As many of you in the 55+ business know, the lens of our eyes thickens as we age. It starts when we’re in our thirties. As the lens thickens, it lets in less light. A sixty-year-old needs six times as much light as a twenty-year-old. This is a gradual process, and before you know it, you’re in a “romantically” dim restaurant and can’t read the menu without blinding other guests with your iPhone flashlight. In addition to emitting less light, the thickened lens can’t bend and flex like it used to, making it harder to focus on items up close.
But back to my closet. We thought we had made a smart lighting decision when we moved in. We didn’t want one of those ugly fluorescent lights because we knew they weren’t full spectrum light. Full spectrum allows you to more accurately see color, helping you avoid walking out with mismatched colors. We also didn’t elect to hang a pretty pendant fixture in our closets, deciding to stay utilitarian with our lighting and save the decorative lighting for other rooms.
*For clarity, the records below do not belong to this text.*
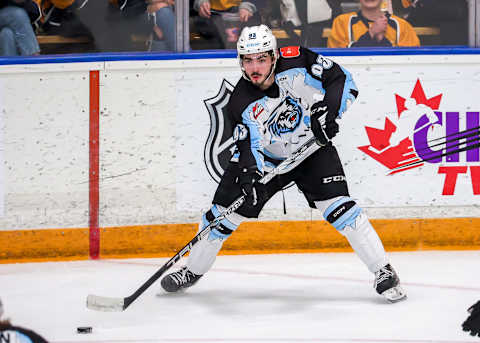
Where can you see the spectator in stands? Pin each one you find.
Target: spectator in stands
(371, 27)
(60, 18)
(11, 333)
(164, 33)
(224, 19)
(16, 33)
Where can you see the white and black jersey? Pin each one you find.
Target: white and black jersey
(274, 122)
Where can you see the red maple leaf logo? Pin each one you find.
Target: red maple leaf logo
(402, 154)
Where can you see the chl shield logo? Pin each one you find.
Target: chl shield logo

Based upon its size, we installed two fixtures in my closet, each with two sixty-watt incandescent lights.
During the walkthrough of our home, my closet with white walls, white shelves, and lightly colored carpet was brightly lit. What could possibly go wrong! Five years older and a lot of shopping – that’s what. I happen to wear a lot of dark colors – especially black. These dark colors consume precious light to the point that my bright and airy closet was beginning to feel like a cave. I also have double hanging on one side of the closet. The top row of clothes was blocking the light to the bottom row of clothes. Then, to make matters worse, the bottom row was full of all my black tops. Once again, I would find myself bringing out flashlight feature on my phone just to be able to select a garment from the bottom row – always a humbling experience.
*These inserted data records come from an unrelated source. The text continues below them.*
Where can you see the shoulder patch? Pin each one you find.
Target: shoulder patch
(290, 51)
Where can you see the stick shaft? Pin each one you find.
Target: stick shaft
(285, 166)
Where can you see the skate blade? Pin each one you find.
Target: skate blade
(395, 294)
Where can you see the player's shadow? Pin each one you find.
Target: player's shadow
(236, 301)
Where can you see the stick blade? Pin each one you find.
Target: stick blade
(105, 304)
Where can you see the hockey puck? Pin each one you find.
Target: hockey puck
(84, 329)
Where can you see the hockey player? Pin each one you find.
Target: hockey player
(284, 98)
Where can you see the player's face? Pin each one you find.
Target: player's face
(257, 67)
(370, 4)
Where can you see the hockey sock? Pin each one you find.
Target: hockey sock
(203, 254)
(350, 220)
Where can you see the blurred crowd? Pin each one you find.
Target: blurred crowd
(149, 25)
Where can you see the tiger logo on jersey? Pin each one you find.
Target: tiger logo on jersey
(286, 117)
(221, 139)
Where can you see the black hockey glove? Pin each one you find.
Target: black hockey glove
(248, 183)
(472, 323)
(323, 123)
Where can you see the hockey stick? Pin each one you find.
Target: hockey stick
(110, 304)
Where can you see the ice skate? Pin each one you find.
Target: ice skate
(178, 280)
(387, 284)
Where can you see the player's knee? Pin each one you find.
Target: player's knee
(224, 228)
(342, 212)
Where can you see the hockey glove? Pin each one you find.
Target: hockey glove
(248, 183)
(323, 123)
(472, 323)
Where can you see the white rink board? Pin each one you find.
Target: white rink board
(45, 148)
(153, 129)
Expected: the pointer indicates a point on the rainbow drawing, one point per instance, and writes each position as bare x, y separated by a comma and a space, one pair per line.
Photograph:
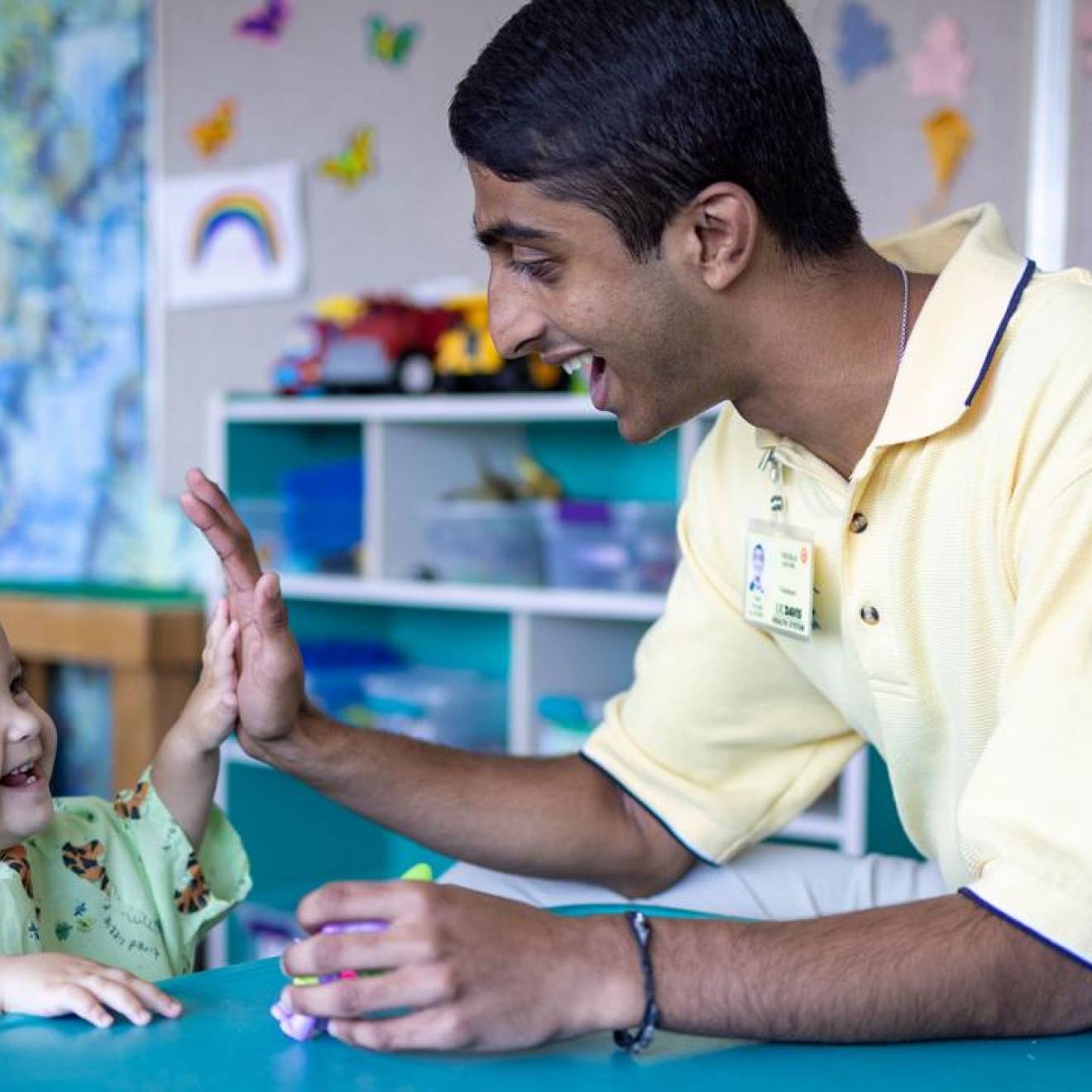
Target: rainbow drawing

Of course, the best option for closet lighting is the LED rope light above each row of hanging. Our friends selected that option when they built their new home, and it came with their closet system. This should be the standard going forward.
I knew adding a higher wattage incandescent bulb would produce more heat than the fixture was designed for, creating a possible fire hazard. Fortunately, it isn’t difficult to find an LED fixture that fits the same size. It was easy for my husband to swap the fixtures out and voila! There was light in my closet. A sixty-watt incandescent bulb gives off 800 lumens of light and is very amber in color. My new LED fixture emits 2000 lumens and is more full spectrum. In my husband’s closet, we switched out his incandescent bulbs with LED bulbs for a similar result – more light, fuller spectrum, less heat and energy consumption. Sounds like a win-win-win.
Proper lighting isn’t simply a niche selling point reserved for 55+ buyers and social media influencers, but for the entire housing industry. You may think you’ve provided enough light in your customers closets when they are empty – just wait until they move in. Because, unless your buyer only wears wedding dresses, chances are their closet will get darker when they fill it. They may think you’re trying to up sell them – until they move in. Then they will thank you!
And thank you for including me in your day!